O dia em que quase morri…

Era noite, eu estava com o meu noivo alto, loiro, forte, brancão e careca, que trabalhava como motorista numa empresa gigante, em alguma comemoração da família. Sim, eu namorava um motorista de empresa.

A comemoração era em casa de uma tia, mas de repente, na volta para casa (voltando sozinha no carro, com meu irmão me seguindo no outro, acompanhado da minha mãe) em uma estrada semelhante à ida para a Lagoa da Conceição em Florianópolis, em alta velocidade…

Quando o meu veículo, denominado Pablo Pimenta, bate “de com força” contra uma daquelas barreirinhas laterais que evitam do carro desmoronar moror abaixo em caso de colisão. Só que o baque foi tão forte que o carro voou (comigo dentro, óbvio) e capotou umas três vezes no alto. Eu só ouvia meu irmão gritando de lá debaixo no outro carro – agora parado, observando o meu girar no ar.

Enfim, eu senti tudinho, frio na barriga e medo de quando o carro se espetifasse no chão. Comos eria a sensação de morte? eu sentiria dor? O problema é que ele nem chegou ao chão, uma árvore o acomodou e deu pra eu tirar o cinto de segurança, sair pela janela e pendurar-me num galho antes que o carro caísse – pelo peso que o tronco não iria suportar por muito tempo – e, agora sim, encontrar-se-ia ao chão.

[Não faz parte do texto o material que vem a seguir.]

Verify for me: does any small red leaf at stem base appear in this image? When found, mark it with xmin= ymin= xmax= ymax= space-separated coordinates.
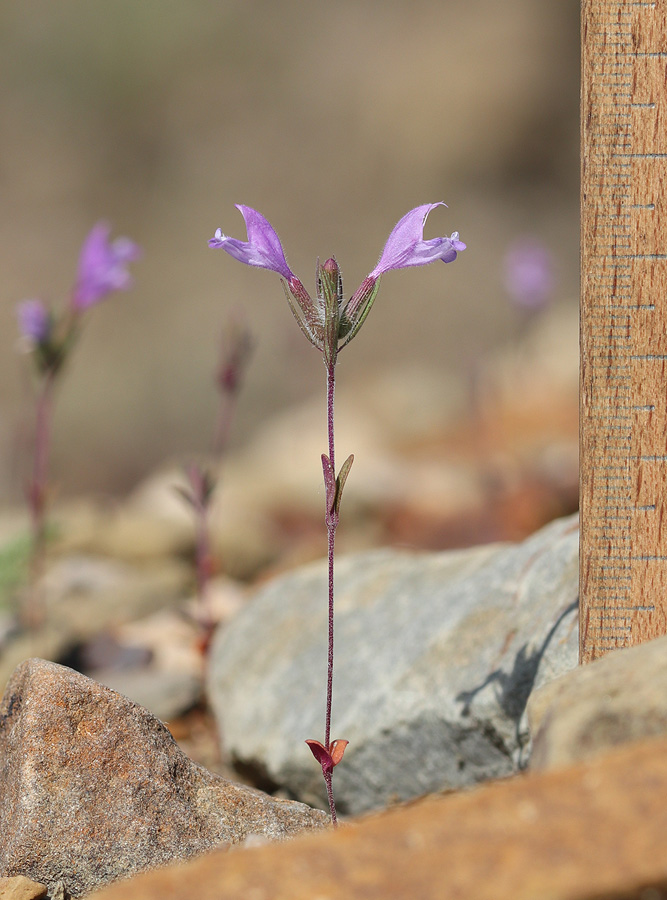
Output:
xmin=306 ymin=740 xmax=350 ymax=773
xmin=306 ymin=740 xmax=334 ymax=773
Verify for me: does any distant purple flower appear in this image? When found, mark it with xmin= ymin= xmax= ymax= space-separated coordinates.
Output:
xmin=504 ymin=237 xmax=554 ymax=310
xmin=369 ymin=203 xmax=466 ymax=278
xmin=16 ymin=300 xmax=51 ymax=344
xmin=208 ymin=203 xmax=294 ymax=281
xmin=72 ymin=222 xmax=141 ymax=311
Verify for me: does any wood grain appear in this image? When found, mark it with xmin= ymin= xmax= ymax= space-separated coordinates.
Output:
xmin=580 ymin=0 xmax=667 ymax=662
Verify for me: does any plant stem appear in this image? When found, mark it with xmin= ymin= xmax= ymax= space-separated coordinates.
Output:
xmin=25 ymin=371 xmax=55 ymax=627
xmin=324 ymin=357 xmax=338 ymax=827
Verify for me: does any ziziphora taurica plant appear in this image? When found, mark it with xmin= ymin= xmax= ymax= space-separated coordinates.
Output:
xmin=17 ymin=222 xmax=141 ymax=625
xmin=208 ymin=203 xmax=466 ymax=825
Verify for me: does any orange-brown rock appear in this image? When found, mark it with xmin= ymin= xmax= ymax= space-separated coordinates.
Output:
xmin=0 ymin=659 xmax=327 ymax=897
xmin=94 ymin=741 xmax=667 ymax=900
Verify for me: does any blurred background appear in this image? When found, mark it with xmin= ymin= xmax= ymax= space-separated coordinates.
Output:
xmin=0 ymin=0 xmax=579 ymax=502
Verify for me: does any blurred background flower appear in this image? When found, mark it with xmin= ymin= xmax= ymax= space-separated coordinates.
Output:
xmin=0 ymin=0 xmax=579 ymax=501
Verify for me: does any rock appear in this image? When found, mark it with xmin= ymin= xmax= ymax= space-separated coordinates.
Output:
xmin=91 ymin=740 xmax=667 ymax=900
xmin=95 ymin=665 xmax=202 ymax=722
xmin=0 ymin=875 xmax=47 ymax=900
xmin=528 ymin=637 xmax=667 ymax=768
xmin=209 ymin=517 xmax=578 ymax=814
xmin=0 ymin=659 xmax=326 ymax=897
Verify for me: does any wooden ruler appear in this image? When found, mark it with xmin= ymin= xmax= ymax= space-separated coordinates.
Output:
xmin=579 ymin=0 xmax=667 ymax=662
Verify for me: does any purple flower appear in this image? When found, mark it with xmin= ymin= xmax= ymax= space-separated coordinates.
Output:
xmin=208 ymin=203 xmax=466 ymax=363
xmin=16 ymin=300 xmax=51 ymax=344
xmin=208 ymin=203 xmax=294 ymax=282
xmin=368 ymin=203 xmax=466 ymax=278
xmin=72 ymin=222 xmax=141 ymax=311
xmin=504 ymin=237 xmax=554 ymax=310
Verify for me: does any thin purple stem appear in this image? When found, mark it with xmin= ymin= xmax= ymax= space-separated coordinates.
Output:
xmin=324 ymin=358 xmax=338 ymax=826
xmin=195 ymin=492 xmax=213 ymax=638
xmin=322 ymin=772 xmax=338 ymax=828
xmin=26 ymin=371 xmax=55 ymax=626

E então eu desabei chorando de alívio, nos braços do meu irmão e de minha mãe, que torciam também para que eu não morresse ali, com toda a consciência de que a minha vida estava por um fio e que, por pura sorte, não foi dessa vez que eu fui dessa para uma melhor (?).

Não estou com planos de morrer por agora. E depois do acidente, do qual ganhei apenas alguns aranhões infectados por causa da madeira que feriu a pele, acho que ficarei por aqui por muito mais tempo.

E sim, agora terei mais calma e menos ânsia para elaborar qualquer coisa – e sem trocar os pés pelas mãos.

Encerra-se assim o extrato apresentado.